The long-abandoned south suburban cemetery grounds have earthed reports of creepy apparitions and other paranormal activity to accompany it's pretty creepy history. During the Prohibition era, the mob allegedly used the cemetery as a “dumping ground.” After the cemetery was abandoned and fell into disrepair, it is rumored to have become a hotspot for satanic rituals, some of which involved the removal of bodies.
Joliet Correctional Center may have shut its doors in 2002, but the facility—which is commonly referred to simply as Old Joliet Prison—has remained on the map for a few reasons. Not only was prison used as a filming location for a wide array of TV shows and films including Prison Break, Derailed, Let’s Go to Prison, and Empire, but it's also been the temporary home of many fictional characters, with Joliet" Jake Blues—arguably the better half of the Blues Brothers—ranking among the most famous. In 2017 the city took control of the property, eventually turning it into a historical site and museum open to the public. These days, curious Illinoians can book a guided tour of the complex’s spooky interior and even drop by for events like film screenings in the prison yard.
Back when the fifteen story grain silos were first built, they would have been the tallest structures in the city. In fact, if you've ever wondered what the heck Carl Sandburg was talking about when he referred to Chicago as “stacker of wheat,” there's your answer. After an explosion rendered them useless in 1977, the Damen Silos became a hotspot for countless graffiti artists, adventuring kids, and even a college dropout who decided to move into the silos so he could see what life would be like in a post-apocalyptic society (he probably should have just waited for 2020 to roll around). In 2014, the Damen Silos even got their very own 15 minutes of fame after portions were blown up during the filming of Transformers: Age of Extinction. Today, the silos still stand in all their creepy glory, serving as both a destination for urban explorers as well as the occasional backdrop for art programs like 2021’s Chicago Architecture Biennial.
United Methodist Church
In a city that's unfortunately chock-full of seedy abandoned buildings, Gary’s United Methodist Church is most iconic for the simple fact that its Gothic architecture is both stunning and incredibly, undeniably eerie. Although it's been abandoned for upwards of 45 years, the church has somehow escaped demolition.
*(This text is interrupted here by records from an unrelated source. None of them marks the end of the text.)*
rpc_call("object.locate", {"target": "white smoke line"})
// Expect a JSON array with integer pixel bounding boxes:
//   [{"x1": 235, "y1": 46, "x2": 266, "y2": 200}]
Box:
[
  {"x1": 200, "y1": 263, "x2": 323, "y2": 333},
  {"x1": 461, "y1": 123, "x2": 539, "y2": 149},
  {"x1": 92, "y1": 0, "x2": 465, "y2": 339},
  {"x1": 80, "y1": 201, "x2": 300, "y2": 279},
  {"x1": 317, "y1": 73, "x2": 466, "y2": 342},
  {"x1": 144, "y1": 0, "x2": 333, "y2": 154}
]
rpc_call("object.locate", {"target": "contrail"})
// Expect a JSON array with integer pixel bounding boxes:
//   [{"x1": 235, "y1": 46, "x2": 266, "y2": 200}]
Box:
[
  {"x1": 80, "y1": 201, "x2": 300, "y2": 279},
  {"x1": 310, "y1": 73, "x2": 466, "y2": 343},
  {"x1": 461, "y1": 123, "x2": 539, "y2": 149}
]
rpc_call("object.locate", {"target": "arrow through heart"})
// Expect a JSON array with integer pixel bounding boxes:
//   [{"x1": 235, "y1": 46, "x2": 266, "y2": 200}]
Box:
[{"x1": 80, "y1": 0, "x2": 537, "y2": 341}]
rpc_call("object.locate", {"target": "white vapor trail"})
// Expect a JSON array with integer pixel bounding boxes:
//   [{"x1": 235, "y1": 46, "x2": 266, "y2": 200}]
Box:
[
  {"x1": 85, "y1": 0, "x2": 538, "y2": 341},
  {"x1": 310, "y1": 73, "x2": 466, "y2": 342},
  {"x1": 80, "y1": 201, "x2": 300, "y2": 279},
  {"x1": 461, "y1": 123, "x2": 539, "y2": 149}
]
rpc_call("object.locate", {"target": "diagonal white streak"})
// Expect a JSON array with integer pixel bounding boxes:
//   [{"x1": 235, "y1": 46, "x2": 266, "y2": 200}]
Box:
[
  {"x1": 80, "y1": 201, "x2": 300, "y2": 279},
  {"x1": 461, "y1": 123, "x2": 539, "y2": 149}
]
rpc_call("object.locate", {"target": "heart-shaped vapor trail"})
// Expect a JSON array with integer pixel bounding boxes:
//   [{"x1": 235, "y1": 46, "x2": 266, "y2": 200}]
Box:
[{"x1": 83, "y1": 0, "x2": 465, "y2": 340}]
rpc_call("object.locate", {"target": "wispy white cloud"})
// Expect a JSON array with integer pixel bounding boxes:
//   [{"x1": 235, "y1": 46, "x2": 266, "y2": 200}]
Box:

In 2005, Gary’s city planning director proposed a plan to rehab the space, financed primarily by the sale of limestone and decorative fixtures of one of the buildings, which was set to be demolished. Unfortunately, by the time city workers got around to stripping the building, looters had beaten them to it and there was little left of value inside the hulking structure. That hasn’t stopped TV and movie scouts from knocking at the crumbling door, and over the years, the remnants have played a starring role in everything from A Nightmare on Elm Street and Transformers: Dark of the Moon to Pearl Harbor and Sense8.